Analyse this…
Data comes in many forms. Yet our obsession seems to be clearly focused on consolidated numerical information. Often called BIG data, but ultimately more analytics.
Other than the wonderful ability for the profession to follow a trend, I can’t help wondering how much the data argument is a result of the deconstruction of our profession.
Don’t get me wrong, I’m not against the use of analytics and data in helping to understand and resolve challenges and issues. I’m not against the use of them to help us to identify trends.
I just wonder whether we’re trying to get back, something that we needn’t have lost.
The trend of HR structures has been fragmentation and the repeated calls is for more. Resourcing want to be a stand alone function, learning want to be one too. Talent, leadership, OD, what’s next?

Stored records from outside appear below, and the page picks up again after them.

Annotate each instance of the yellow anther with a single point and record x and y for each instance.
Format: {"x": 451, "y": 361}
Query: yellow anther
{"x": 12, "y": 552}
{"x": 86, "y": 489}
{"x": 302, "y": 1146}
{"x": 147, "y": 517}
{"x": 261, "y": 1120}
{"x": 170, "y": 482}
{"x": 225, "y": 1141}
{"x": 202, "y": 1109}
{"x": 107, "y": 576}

The fragmentation of the HR model is something that I’ve written a lot about before, but is another consequence of it a loss of understanding of the state of an organisation and a need to somehow compensate through apparent “intelligence”?
Evidence starts with what we can see, hear, feel and experience. It starts with our understanding of the environment, when we segment that understanding, we lose knowledge and intelligence that cannot be compensated for.
When I started my HR career we used to know the people that we worked with and supported, we knew who they were, where they came from, what they were paid, how they performed and what they wanted to do. We recruited, trained, supported and developed. We knew which roles were hard to fill, why and what the organisational implications were.
But I fear much of that is now gone.
As we move inevitably forward, we need to ask ourselves how much is really new, how much is really advancement and how much is trying to reclaim the things we’ve thrown away before. Looking back has negative connotations, but sometimes it is the only way we can make sense of the right way to step in to the future.